Stretched storage using SRM or vMSC?

I recently had a discussion regarding the setup of a secondary datacenter to provide business continuity to an existing infrastructure using stretched storage.  This in itself is an interesting topic with many architectural outcomes which I will not get into on this post but lets for the sake of argument say we decide to create active active data centers with EMC VPLEX Metro. 

The other side of the coin is how do you manage these active active data centers by balancing management overhead and resiliency?

vSphere Metro Storage Cluster (sMCS) and SRM 6.1, which supports stretched storage, are the two solutions I am going to review. There are already a whole bunch of articles out there on this but some of them mainly focused on pre 6.1.  These are just my notes and views and if you have a different viewpoint or it needs some tweaking please let me know, I cherish all feedback.

Why use stretched clusters:

  • Disaster avoidance or site maintenance without downtime is important.
    • Non-disruptive migration of workloads between the active-active datacenters.
  • When availability is one of your top priorities.  Depending on the failure scenario you have more outcomes where your VMs will not be impacted by outages from network, storage or host chassis failure at a site.
  • When your datacenters has network links which do no exceed 5 milliseconds round trip response time.
    • Redundant network links are highly recommended.
  • When you require multi-site load balancing of your workloads.

 

vPlex requirements: 

  • The maximum round trip latency on both the IP network and the inter-cluster network between the two VPLEX clusters must not exceed 5 milliseconds round-trip.
  • For management and vMotion traffic, the ESXi hosts in both data centers must have a private network on the same IP subnet and broadcast domain.

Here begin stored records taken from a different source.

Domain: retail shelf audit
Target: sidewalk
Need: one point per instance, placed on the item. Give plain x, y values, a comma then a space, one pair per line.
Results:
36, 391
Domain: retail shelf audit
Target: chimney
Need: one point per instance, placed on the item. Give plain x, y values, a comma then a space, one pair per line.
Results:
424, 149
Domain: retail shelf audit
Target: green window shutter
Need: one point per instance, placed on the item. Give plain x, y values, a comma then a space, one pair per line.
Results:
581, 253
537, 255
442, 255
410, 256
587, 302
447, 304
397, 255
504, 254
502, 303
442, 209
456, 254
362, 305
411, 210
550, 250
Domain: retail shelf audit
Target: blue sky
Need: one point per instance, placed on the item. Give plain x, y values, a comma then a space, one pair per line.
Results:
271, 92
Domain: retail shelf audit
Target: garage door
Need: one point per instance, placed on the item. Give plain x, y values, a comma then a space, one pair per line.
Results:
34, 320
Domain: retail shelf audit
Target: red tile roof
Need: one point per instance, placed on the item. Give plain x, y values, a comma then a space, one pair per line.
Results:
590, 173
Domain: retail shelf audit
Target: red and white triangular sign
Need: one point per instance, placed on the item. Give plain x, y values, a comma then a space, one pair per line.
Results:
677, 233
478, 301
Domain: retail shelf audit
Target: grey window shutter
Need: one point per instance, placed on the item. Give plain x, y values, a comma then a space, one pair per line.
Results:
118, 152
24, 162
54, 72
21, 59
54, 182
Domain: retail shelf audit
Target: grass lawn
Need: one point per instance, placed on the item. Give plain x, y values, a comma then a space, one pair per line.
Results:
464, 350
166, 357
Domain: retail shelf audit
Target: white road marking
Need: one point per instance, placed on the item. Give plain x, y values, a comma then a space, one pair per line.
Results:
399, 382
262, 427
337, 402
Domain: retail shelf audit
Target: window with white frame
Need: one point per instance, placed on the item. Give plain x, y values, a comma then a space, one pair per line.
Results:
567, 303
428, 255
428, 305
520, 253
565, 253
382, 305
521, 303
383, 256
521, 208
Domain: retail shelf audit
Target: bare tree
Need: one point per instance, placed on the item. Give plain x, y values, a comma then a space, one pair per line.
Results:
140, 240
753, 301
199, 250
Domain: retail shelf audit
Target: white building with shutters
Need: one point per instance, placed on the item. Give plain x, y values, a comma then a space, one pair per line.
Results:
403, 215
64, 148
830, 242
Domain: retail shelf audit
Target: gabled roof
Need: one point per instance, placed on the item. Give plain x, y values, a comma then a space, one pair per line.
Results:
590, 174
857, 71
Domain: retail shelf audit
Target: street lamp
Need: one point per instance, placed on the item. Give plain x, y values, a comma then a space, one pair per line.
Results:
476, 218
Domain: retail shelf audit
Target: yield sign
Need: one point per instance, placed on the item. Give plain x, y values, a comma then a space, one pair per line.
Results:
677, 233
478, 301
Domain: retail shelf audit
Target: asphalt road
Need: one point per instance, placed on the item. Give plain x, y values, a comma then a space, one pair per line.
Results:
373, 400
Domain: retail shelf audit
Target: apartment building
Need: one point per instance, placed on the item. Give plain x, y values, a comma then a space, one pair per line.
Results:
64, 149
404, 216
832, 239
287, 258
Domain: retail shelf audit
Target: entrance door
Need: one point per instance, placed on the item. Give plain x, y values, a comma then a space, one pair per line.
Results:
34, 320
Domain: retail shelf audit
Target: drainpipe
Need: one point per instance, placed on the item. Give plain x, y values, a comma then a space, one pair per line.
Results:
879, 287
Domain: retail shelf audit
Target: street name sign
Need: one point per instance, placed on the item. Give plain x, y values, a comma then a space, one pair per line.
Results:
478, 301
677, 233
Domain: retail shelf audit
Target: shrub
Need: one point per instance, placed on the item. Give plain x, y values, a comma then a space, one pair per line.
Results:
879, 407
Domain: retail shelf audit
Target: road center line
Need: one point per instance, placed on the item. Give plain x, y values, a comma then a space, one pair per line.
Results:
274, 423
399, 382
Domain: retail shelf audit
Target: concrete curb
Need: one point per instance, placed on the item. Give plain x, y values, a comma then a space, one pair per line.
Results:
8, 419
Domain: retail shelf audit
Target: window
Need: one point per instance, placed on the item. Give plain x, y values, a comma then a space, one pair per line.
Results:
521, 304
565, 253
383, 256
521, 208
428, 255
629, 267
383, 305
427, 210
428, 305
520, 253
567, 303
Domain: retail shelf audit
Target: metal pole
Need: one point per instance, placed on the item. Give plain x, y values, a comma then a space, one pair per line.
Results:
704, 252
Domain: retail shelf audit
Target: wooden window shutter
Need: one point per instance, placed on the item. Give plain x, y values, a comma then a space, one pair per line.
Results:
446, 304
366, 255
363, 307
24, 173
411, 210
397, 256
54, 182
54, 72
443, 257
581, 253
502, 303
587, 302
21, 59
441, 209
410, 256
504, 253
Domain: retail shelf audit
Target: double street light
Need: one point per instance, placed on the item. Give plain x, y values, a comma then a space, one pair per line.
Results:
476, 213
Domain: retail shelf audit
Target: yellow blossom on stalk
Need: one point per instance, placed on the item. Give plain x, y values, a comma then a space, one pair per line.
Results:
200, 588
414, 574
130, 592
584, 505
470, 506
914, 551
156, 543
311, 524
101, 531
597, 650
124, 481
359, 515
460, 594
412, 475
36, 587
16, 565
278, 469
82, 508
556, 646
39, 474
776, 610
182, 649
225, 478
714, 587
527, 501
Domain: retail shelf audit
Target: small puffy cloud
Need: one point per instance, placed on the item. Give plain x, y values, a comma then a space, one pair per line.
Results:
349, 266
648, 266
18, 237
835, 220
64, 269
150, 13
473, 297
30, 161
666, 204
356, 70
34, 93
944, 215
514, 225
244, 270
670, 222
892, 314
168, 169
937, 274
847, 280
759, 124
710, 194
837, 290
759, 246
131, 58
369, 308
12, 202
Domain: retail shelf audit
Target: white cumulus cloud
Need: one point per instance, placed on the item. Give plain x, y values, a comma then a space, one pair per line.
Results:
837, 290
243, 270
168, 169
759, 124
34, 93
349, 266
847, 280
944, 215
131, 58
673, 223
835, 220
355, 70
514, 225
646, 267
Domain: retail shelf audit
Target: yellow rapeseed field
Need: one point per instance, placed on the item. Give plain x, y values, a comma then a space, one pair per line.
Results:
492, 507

Preferably management and vMotion traffic are on separate networks.
  • Stretched layer 2 network, meaning the networks where the VMs reside on needs to be available/accessible from both sites.
  • The data storage locations, including the boot device used by the virtual machines, must be active and accessible from ESXi hosts in both data centers.
  • vCenter Server must be able to connect to ESXi hosts in both data centers.
  • The VMware datastore for the virtual machines running in the ESX Cluster are provisioned on Distributed Virtual Volumes.
  • The maximum number of hosts in the HA cluster must not exceed 32 hosts for 5.x and 64 hosts for 6.0.
  • The configuration option auto-resume for VPLEX Cross-Connect consistency groups must be set to true.
  • Enabling FT on the virtual machines is supported except for Cluster Witness Servers.
  • This configuration is supported on both VS2 and VS6 hardware for VPLEX 6.0 and later releases.

 

VMSC:

a VMSC infrastructure is a stretched cluster that enables continues availability across sites, including support for:

  • vSphere vMotion
  • HA
  • DRS
  • FT over distance
  • Storage failure protection

VMSC requirements:

  • Single vCenter server
  • Cluster with DRS and HA enabled
  • Regular vCenter server requirements apply here

VMSC positives:

  • Continuous Availability
  • Fully Automatic Recovery
    • VMware HA (near zero RTO)
  • Automated Load Balancing
    • DRS and Instant vMotion
  • vMSC using VPLEX Metro
    • Certified Since vSphere 5.0
  • Behaves just like a single vSphere cluster

VMSC negatives:

  • Major architectural and operational considerations for HA and DRS configurations. This is especially true for highly customized environments with rapid changes in configuration.  Some configuration change examples:
    • Admission control
    • Host affinity rules to make sure that VMs talk to local storage
    • Datastore heartbeat
    • Management address heartbeat and 2 additional IPs
    • Change control for when workloads are migrated to different sites, rules would need to be updated.
  • Double the amount of resources required.  When you buy one, well you need to buy a second!  This is important since you have keep enough resources available on each site to satisfy the resources requirements for HA failover since all VMs are restarted within the cluster.
    • Recommended to set Admission control to 50%
  • No orchestration of powering on VMs after HA restart.
    • HA will attempt to start virtual machines with the categorization of High, Medium or Low. The difficulty here is, if critical systems must start first before other systems that are dependent on those virtual machines, there is no means by which VMware HA can control this start order more affectively or handle alternate workflows or run books that handle different scenarios for failure.
  • Single vCenter server
    • Failure of the site where vCenter resides disrupts management of both sites. Look out for development on this shortcoming in vSphere 6.5

 

SRM 6.1 with stretched storage:

Site Recovery Manager 6.1 adds support for stretched storage solutions over a metro distance from several major storage partners, and integration with cross-vCenter vMotion when using these solutions as replication. This allows companies to achieve application mobility without incurring in downtime, while taking advantage of all the benefits that Site Recovery Manager delivers, including centralized recovery plans, non-disruptive testing and automated orchestration.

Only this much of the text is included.